After onboarding the Kong data plane workloads with service mesh enabled via a sidecar, the Kong dataplane application face issues with sending traces to the Grafana agent.

Zipkin plugin is sending the traces to the host grafana agents.

Error

failed the initial dns/balancer resolve for mesh service ‘grafana-agent-traces.svc.cluster.local’ with: failed to receive the reply length field from TCP server 100.1.0.9:53: timeout.

Error Logs in Kong dataplanes:

zipkin request failed: [cosocket] DNS resolution failed: failed to receive the reply length field from TCP server 100.1.0.9:53: timeout.
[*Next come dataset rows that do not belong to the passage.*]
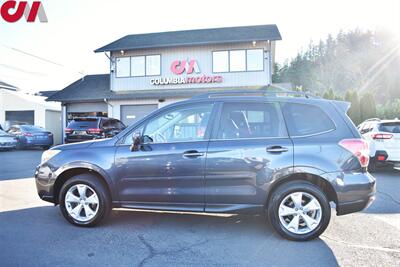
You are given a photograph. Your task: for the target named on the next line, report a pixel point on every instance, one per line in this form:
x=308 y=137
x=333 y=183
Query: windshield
x=83 y=124
x=390 y=127
x=31 y=128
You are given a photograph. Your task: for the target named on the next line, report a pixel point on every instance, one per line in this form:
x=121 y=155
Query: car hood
x=85 y=144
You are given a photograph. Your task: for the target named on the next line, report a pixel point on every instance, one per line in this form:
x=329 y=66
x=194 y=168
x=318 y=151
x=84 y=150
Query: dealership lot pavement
x=34 y=233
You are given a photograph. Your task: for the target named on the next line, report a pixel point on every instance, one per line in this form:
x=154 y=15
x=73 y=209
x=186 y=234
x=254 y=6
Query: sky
x=50 y=56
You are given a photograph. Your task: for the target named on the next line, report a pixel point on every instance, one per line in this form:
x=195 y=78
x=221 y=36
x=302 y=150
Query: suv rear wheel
x=84 y=201
x=299 y=211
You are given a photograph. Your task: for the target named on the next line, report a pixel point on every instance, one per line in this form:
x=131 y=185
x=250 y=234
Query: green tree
x=367 y=106
x=354 y=111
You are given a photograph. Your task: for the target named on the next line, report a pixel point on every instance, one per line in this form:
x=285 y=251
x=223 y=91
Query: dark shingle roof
x=8 y=86
x=90 y=87
x=47 y=93
x=195 y=37
x=97 y=88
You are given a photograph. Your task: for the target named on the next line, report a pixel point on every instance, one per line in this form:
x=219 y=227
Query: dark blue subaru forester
x=286 y=154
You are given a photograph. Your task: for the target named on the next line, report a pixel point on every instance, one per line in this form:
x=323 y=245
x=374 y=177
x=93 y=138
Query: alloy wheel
x=300 y=213
x=81 y=202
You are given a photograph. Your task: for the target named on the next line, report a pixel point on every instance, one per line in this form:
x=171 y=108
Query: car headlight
x=48 y=154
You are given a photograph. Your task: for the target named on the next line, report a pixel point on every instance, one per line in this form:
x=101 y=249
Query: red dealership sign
x=12 y=11
x=178 y=67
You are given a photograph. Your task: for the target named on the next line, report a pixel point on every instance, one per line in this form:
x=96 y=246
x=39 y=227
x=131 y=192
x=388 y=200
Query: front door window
x=181 y=125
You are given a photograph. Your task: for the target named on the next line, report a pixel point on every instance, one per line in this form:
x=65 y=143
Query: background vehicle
x=29 y=136
x=238 y=152
x=7 y=141
x=83 y=129
x=383 y=137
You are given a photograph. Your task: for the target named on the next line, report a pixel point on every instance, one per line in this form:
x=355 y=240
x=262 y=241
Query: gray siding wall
x=203 y=55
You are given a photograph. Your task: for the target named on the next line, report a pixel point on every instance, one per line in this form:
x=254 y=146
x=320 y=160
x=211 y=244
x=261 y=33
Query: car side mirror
x=137 y=141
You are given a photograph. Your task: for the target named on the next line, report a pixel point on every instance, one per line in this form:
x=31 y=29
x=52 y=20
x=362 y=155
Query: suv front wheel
x=84 y=201
x=299 y=210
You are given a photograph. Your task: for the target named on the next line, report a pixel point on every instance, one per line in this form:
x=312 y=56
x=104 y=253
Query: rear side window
x=303 y=119
x=251 y=120
x=390 y=127
x=82 y=124
x=31 y=128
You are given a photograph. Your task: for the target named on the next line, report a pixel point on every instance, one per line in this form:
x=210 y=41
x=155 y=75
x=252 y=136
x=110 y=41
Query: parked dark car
x=30 y=136
x=7 y=141
x=90 y=128
x=236 y=152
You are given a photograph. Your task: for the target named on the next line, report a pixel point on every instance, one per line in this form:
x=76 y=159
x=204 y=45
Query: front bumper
x=45 y=181
x=355 y=191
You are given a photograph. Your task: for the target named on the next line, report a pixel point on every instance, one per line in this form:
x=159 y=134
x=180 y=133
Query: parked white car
x=383 y=137
x=7 y=141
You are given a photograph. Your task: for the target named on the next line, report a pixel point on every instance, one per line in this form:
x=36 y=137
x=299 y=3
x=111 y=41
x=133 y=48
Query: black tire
x=372 y=164
x=19 y=146
x=298 y=186
x=102 y=193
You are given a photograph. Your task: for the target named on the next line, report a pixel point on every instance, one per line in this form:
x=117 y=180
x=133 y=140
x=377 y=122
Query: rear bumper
x=8 y=146
x=354 y=191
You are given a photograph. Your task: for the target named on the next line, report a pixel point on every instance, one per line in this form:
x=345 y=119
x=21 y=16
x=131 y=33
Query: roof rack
x=261 y=93
x=373 y=119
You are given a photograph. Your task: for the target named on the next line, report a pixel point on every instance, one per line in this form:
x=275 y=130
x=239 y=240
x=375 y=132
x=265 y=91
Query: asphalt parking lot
x=34 y=233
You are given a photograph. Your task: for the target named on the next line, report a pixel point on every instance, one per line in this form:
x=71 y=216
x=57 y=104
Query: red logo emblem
x=12 y=11
x=179 y=66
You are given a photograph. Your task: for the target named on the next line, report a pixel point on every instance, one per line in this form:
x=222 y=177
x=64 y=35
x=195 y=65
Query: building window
x=153 y=65
x=138 y=66
x=123 y=67
x=255 y=60
x=238 y=60
x=221 y=61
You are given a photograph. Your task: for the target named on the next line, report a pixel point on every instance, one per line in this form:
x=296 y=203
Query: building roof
x=88 y=88
x=195 y=37
x=92 y=88
x=7 y=86
x=47 y=93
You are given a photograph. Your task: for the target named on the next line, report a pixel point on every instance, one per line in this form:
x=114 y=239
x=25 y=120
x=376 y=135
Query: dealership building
x=148 y=71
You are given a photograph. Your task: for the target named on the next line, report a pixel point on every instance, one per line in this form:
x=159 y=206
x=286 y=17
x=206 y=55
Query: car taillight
x=94 y=130
x=359 y=148
x=380 y=136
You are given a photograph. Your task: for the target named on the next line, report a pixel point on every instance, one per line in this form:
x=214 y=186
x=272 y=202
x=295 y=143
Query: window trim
x=145 y=66
x=116 y=68
x=229 y=60
x=308 y=135
x=135 y=76
x=212 y=61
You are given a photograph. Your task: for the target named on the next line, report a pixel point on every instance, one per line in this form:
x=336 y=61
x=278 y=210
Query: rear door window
x=390 y=127
x=305 y=119
x=251 y=120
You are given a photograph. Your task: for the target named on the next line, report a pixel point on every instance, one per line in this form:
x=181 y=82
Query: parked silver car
x=7 y=141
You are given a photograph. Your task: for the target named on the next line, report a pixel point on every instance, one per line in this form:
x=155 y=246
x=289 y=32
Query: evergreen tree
x=367 y=106
x=354 y=111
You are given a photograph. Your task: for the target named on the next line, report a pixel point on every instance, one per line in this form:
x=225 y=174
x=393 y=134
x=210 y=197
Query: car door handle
x=277 y=149
x=192 y=154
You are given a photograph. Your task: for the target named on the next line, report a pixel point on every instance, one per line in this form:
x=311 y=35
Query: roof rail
x=262 y=93
x=373 y=119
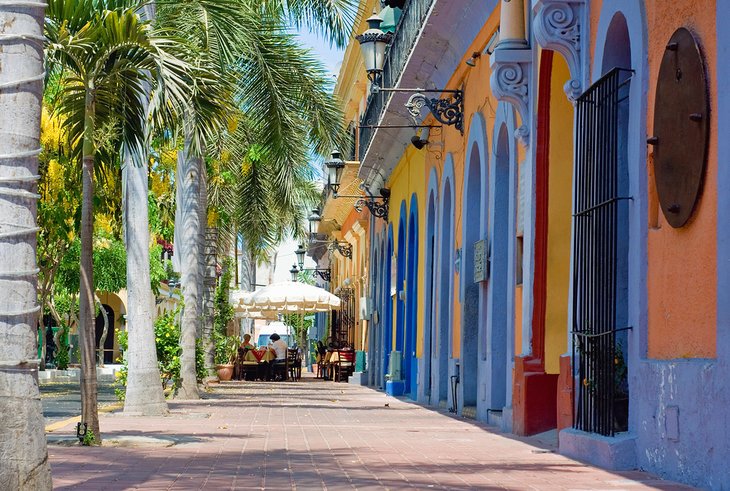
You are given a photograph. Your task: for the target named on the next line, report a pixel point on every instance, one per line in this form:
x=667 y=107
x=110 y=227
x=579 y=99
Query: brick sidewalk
x=316 y=435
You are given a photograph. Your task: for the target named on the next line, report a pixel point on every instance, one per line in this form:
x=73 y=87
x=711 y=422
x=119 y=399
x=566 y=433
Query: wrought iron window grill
x=595 y=252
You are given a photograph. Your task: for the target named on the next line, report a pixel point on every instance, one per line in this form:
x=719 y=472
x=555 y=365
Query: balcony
x=404 y=39
x=429 y=42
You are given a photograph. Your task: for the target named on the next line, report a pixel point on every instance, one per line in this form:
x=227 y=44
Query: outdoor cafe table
x=260 y=355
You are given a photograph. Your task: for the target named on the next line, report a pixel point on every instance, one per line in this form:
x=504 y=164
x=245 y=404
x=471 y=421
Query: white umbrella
x=291 y=296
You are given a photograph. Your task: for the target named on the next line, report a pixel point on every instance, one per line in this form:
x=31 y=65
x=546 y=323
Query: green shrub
x=62 y=355
x=167 y=342
x=120 y=384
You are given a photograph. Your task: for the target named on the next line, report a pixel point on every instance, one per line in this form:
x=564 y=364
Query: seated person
x=246 y=344
x=279 y=346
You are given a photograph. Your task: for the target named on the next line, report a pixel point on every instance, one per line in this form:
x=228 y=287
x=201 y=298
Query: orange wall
x=682 y=266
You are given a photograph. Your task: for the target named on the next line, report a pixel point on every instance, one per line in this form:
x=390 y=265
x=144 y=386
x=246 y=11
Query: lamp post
x=314 y=220
x=373 y=43
x=448 y=111
x=300 y=255
x=294 y=272
x=335 y=166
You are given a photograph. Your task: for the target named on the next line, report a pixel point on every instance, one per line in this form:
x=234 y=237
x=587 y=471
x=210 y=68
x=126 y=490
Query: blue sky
x=331 y=57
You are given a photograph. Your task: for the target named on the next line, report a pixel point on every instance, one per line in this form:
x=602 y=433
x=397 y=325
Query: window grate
x=595 y=250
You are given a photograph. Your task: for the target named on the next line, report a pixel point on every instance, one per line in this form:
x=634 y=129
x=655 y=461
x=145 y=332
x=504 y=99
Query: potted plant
x=226 y=349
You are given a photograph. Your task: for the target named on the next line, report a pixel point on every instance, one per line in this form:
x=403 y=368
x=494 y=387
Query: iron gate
x=343 y=325
x=595 y=225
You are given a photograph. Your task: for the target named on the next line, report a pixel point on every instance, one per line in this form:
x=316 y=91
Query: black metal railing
x=404 y=39
x=596 y=251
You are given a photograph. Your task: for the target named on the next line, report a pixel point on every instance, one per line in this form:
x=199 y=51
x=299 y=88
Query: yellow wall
x=560 y=177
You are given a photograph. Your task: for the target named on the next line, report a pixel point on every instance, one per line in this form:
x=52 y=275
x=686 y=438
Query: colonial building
x=550 y=254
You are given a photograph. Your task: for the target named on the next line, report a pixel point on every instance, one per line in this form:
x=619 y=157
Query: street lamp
x=335 y=166
x=373 y=43
x=325 y=274
x=314 y=220
x=300 y=255
x=294 y=272
x=448 y=110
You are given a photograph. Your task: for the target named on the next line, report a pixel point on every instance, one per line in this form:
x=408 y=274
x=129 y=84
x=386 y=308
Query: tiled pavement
x=316 y=435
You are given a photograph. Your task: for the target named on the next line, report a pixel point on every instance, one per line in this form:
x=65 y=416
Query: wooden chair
x=294 y=363
x=280 y=369
x=345 y=364
x=245 y=370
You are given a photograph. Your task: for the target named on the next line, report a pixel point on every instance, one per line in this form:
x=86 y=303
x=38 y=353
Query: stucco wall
x=560 y=177
x=682 y=262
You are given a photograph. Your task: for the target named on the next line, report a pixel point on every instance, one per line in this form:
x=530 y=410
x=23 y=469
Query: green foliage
x=223 y=312
x=226 y=348
x=158 y=269
x=300 y=325
x=120 y=384
x=89 y=439
x=167 y=341
x=110 y=266
x=62 y=355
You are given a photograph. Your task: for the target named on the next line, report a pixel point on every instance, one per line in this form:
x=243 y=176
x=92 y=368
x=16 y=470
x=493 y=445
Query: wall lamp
x=334 y=174
x=324 y=273
x=448 y=111
x=488 y=49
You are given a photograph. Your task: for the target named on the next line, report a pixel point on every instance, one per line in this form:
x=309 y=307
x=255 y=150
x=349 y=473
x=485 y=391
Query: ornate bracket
x=446 y=111
x=325 y=274
x=378 y=210
x=342 y=247
x=510 y=82
x=558 y=25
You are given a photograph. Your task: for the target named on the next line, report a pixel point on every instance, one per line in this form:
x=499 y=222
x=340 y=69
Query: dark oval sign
x=681 y=127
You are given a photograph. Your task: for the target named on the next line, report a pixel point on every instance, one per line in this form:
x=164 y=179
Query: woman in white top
x=278 y=345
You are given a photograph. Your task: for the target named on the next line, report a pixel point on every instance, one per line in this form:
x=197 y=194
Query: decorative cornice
x=510 y=82
x=558 y=25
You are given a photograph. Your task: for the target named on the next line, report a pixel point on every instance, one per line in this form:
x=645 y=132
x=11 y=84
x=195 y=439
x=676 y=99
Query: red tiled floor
x=319 y=435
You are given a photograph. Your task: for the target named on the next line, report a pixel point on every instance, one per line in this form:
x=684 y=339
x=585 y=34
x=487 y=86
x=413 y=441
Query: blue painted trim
x=425 y=367
x=409 y=355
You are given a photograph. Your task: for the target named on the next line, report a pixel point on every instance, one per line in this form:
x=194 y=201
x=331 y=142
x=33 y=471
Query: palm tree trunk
x=89 y=413
x=188 y=180
x=22 y=442
x=144 y=393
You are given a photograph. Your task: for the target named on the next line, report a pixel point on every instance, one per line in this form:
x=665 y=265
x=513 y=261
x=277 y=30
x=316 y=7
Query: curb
x=75 y=419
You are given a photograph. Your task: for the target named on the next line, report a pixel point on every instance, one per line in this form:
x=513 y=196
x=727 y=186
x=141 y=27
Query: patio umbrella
x=290 y=296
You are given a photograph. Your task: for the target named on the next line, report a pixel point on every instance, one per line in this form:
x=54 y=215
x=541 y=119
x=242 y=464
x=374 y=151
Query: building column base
x=534 y=397
x=616 y=453
x=565 y=394
x=395 y=387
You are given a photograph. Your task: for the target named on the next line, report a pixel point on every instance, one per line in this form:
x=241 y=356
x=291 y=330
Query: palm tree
x=144 y=394
x=107 y=55
x=24 y=457
x=247 y=40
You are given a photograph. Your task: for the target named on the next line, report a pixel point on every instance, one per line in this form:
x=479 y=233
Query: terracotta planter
x=225 y=372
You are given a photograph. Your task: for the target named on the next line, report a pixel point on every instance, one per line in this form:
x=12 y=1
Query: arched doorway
x=472 y=311
x=501 y=288
x=440 y=378
x=601 y=241
x=108 y=341
x=410 y=361
x=430 y=323
x=401 y=262
x=387 y=304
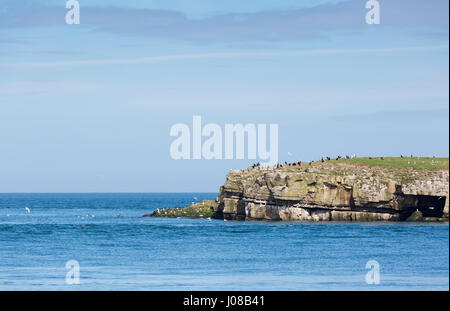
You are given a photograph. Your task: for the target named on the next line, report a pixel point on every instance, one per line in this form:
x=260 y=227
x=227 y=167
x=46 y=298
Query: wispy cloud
x=273 y=26
x=153 y=59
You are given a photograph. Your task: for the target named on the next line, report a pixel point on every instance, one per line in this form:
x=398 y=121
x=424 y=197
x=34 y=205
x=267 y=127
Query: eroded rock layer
x=334 y=191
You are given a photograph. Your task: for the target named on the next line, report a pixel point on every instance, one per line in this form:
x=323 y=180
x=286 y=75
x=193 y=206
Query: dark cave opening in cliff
x=430 y=205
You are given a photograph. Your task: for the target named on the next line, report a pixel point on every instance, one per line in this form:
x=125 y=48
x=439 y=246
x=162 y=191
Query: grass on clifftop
x=420 y=163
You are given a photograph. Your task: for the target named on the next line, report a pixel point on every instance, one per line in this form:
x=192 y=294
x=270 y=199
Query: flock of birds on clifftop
x=322 y=160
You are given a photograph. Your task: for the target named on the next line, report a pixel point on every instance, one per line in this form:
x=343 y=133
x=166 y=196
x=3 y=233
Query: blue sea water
x=119 y=250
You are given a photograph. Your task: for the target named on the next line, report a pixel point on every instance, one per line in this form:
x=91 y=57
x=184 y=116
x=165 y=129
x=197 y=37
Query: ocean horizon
x=117 y=249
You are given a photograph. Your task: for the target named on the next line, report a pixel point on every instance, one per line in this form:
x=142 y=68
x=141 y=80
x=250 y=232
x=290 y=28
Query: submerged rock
x=203 y=209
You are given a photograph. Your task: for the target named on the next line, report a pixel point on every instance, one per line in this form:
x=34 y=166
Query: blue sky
x=88 y=108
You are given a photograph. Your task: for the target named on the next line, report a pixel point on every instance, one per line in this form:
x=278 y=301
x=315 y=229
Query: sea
x=101 y=241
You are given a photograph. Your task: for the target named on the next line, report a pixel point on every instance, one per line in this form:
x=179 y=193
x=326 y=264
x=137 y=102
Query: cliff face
x=334 y=190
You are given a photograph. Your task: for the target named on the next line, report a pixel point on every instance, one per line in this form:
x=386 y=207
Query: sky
x=89 y=107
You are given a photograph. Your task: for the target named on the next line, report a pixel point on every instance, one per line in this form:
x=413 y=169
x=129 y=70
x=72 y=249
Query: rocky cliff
x=364 y=189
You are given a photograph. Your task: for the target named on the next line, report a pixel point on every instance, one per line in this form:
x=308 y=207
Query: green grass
x=419 y=163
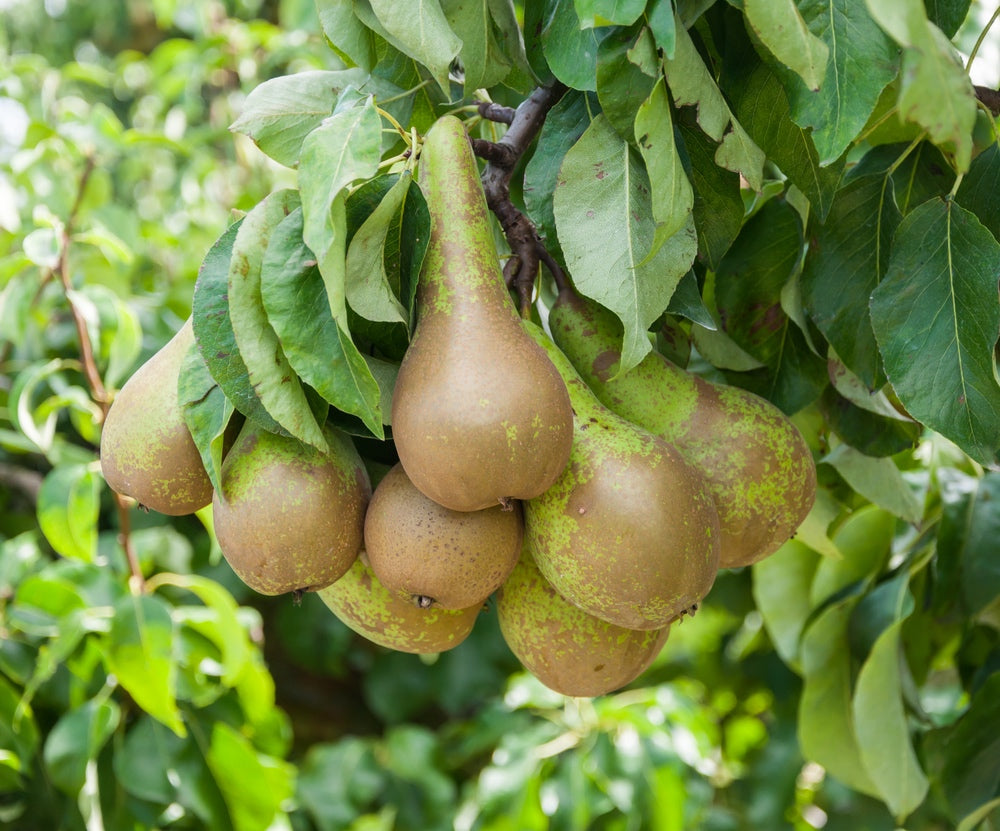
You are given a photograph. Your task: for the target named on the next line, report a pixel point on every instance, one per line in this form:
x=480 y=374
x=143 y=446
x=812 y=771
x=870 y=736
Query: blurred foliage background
x=117 y=172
Tried: [“(short)grafana-agent-traces.svc:(na) - cache-miss”

On giving the grafana host the kubernetes dns on which kong dataplane is running is not able to connect to the resolved ip and times out . But when the ip of the grafana service is given it works fine, the connection to grafana agents works.

This only happens when service-mesh sidecar is enabled and it’s accessing through mesh service, on disabling the mesh sidecar , dataplanes are able to resolve and connect to the grafana host.

  • The IP 100.1.0.9 is the Kubernetes default DNS nameserver, automatically assigned to manage DNS resolution within the cluster.
  • DNS resolution works flawlessly when tested manually- by validating DNS Connectivity Check from the Kong dataplane container: it was able to resolve and connect using wget/curl** confirming that the issue is not with the DNS infrastructure itself but likely with how Kong handles DNS queries during runtime.

Any idea what could be the cause here and fix for it?